Air Products and Chemicals Inc. (APD) announced the acquisition of an Air Separation Unit (:ASU) and integrated gases liquefier in Guiyang, China, from Guizhou Kaiyang Chemical Co. Ltd. Guizhou Kaiyang Chemical is a subsidiary of the Yankuang Group, a state owned coal-mining company in China.

The ASU is expected to produce about 2,000 tons per day (:TPD) of gaseous oxygen and nitrogen, which will be supplied to Guizhou Kaiyang Chemical's coal to ammonia conversion plant. Meanwhile, the liquid gas will be supplied to industries in Guiyang, with some portion being sold to Guizhou Kaiyang Chemical. Both the ASU and the liquefier are expected to come online next month.

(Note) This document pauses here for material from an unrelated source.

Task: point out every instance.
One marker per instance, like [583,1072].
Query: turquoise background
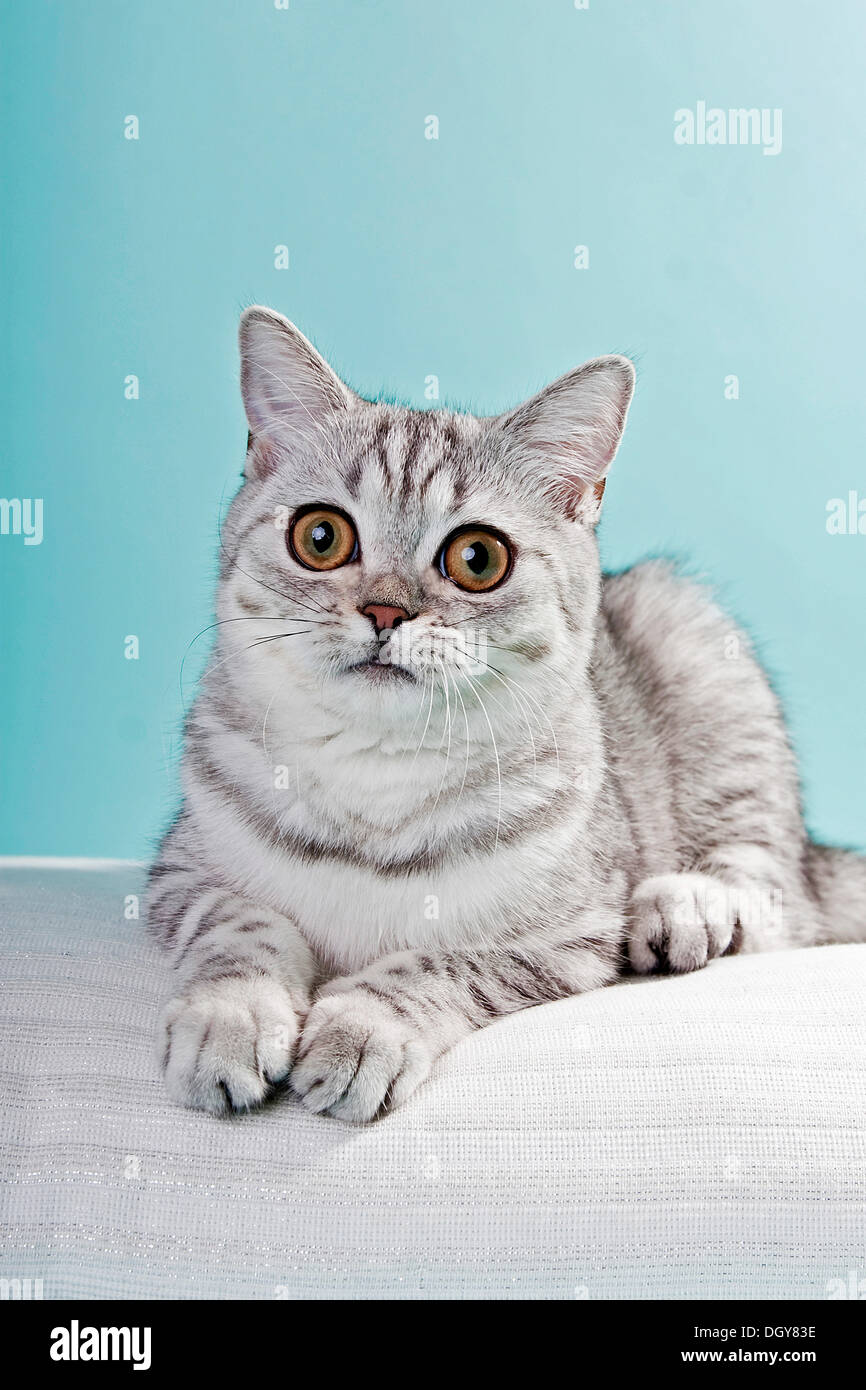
[407,257]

This is the second contract that Air Products has signed with a Yankuang Group member. Air Products already has a contract with another Yankuang Group member, Shaanxi Future Energy Chemical Co., Ltd., in Yulin, Shaanxi Province. The company plans to operate the largest on-site ASU under the contract. Shaanxi's coal chemical plant will become operational from 2014 and expects to produce 12,000 TPD of oxygen and significant volumes of nitrogen and compressed dry air.

Recently, Air Products also struck a deal with Jinxin Glass in Jiyuan, located in Henan Province in China, to supply its integrated oxy-fuel solution. The supply will help in reducing emissions in the glass melting process as it will replace the conventional air-fuel combustion.

In July 2012, Air Products released its third-quarter results for fiscal 2012 ended June 30, 2012. The company reported adjusted (excluding one-time items) earnings from continued operations of $1.41 a share for the quarter, in line with the Zacks Consensus Estimate.

Consolidated net income, as reported, surged 48% year over year to $484.5 million or $2.26 a share compared with $326.5 million or $1.50 a year ago. The increase in profit was attributable to lower costs and one-time gains, which more than offset the impact of lower sales.

Revenues dipped 5% year over year to $2,340.1 million, missing the Zacks Consensus Estimate of $2,455 million. Challenging conditions in Europe and Asia as well as unfavorable currency due to a stronger dollar weighed on the company’s top line in the quarter.

Air Products’ healthy project backlog and solid bidding activity strongly positions it to achieve long-term growth target. Given its leading position in the gases business, the company is well positioned to capitalize on the cyclical recovery in its core industrial end markets. Further, new business deals are expected to boost its profits in 2012. However, soaring energy and raw material costs pose a threat to margin expansion.

Air Products, which competes with Praxair Inc. (PX), has a short-term Zacks #3 Rank (Hold) currently and we have a long-term Neutral recommendation on its shares.